As an average developer, I can launch a smart contract with 20 lines of code in Ethereum. I have no idea in earth how to even start writing those things on classic blockchains, let alone prove they work as I expect.

5 comments

> I can launch a smart contract with 20 lines of code in Ethereum.

Meanwhile, everyone is waiting for the first smart contract that is actually useful for something.

Never heard about Arcade City[0]?

0. https://arcade.city/

> I can launch a smart contract with 20 lines of code in Ethereum.

Have you done this before? I tried to learn Ethereum (as an average developer) but it was over my head.

here is the a basic example. https://ethereum.org/greeter

more in depth tutorials exist on ethereum.org

as far as the language goes - that is a very verbose "hello world".

does the level of verbosity decrease as you get into more advanced applications?

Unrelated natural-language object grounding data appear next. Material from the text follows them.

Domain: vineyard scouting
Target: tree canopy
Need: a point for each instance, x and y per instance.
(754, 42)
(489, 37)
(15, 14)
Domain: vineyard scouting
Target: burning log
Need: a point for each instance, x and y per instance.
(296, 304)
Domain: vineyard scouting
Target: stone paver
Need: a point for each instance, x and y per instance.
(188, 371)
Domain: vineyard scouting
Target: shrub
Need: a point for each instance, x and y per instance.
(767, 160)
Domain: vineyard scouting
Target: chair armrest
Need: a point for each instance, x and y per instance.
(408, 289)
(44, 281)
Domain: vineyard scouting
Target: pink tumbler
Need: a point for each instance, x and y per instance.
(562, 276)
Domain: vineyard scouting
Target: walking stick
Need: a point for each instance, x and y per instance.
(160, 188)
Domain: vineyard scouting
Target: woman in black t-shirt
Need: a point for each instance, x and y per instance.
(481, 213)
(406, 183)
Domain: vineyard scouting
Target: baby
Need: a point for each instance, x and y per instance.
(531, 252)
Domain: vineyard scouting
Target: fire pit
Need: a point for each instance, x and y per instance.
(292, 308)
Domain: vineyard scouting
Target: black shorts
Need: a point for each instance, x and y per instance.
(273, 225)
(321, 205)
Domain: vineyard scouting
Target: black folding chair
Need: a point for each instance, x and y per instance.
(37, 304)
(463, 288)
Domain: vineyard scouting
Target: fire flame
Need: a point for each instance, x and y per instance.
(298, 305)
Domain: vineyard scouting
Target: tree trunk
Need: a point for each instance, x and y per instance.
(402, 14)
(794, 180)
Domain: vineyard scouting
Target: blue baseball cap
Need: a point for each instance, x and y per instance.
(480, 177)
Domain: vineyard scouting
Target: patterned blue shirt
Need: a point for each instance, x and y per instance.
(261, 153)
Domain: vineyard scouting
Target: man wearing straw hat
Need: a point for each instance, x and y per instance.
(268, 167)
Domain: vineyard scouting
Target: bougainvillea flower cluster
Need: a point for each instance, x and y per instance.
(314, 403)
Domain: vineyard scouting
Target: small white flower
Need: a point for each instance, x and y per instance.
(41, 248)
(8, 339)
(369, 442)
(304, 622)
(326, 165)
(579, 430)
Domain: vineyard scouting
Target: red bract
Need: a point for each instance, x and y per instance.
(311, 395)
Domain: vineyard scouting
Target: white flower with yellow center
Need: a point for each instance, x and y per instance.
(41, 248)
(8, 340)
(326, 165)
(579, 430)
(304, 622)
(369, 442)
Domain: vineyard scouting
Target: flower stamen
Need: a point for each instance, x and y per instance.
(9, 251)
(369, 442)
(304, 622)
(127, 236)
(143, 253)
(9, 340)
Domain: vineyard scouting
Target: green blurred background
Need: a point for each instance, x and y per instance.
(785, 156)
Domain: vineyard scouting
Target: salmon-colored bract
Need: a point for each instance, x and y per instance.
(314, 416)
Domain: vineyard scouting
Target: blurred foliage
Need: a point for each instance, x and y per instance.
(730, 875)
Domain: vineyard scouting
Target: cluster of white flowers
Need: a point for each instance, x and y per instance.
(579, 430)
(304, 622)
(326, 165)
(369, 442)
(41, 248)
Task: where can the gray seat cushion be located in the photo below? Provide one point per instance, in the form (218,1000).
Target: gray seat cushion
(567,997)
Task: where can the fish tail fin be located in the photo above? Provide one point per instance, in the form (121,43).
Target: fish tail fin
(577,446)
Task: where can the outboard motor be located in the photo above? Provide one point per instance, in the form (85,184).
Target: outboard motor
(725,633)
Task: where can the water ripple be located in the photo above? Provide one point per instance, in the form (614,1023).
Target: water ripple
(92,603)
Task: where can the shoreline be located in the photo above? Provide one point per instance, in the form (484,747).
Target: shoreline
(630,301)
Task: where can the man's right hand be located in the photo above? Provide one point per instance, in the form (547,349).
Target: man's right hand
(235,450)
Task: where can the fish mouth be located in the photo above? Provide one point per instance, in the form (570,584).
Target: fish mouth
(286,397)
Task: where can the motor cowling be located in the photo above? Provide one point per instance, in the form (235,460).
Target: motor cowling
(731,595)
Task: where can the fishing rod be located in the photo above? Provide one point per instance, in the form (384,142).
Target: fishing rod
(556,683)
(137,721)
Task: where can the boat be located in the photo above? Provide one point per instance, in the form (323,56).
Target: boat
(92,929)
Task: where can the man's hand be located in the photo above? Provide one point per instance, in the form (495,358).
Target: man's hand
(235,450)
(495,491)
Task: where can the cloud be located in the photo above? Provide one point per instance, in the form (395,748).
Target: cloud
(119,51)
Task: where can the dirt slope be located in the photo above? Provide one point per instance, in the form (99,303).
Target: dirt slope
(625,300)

Not really, but dApps aren't supposed to have huge source codes. Much more important is having efficient and correct code, because each instruction your contract runs has a cost. If that really annoys you, there are other languages that can be used to build dApps, and more certainly to come.
> I can launch a smart contract with 20 lines of code in Ethereum

Where's the github gist for this?

I think a better comparison would be "commercial mass production of preserved foods vs making them at home". For example, it is easier to buy a can of beans for cooking than it is to grow your own beans, can them, and then use them for cooking. The purchasing being analogous to using Ethereum and the growing and home-canning being analogous to classic blockchains.
In this metaphor, I expected Bitcoin to be canning and Ethereum to be vacuum drying.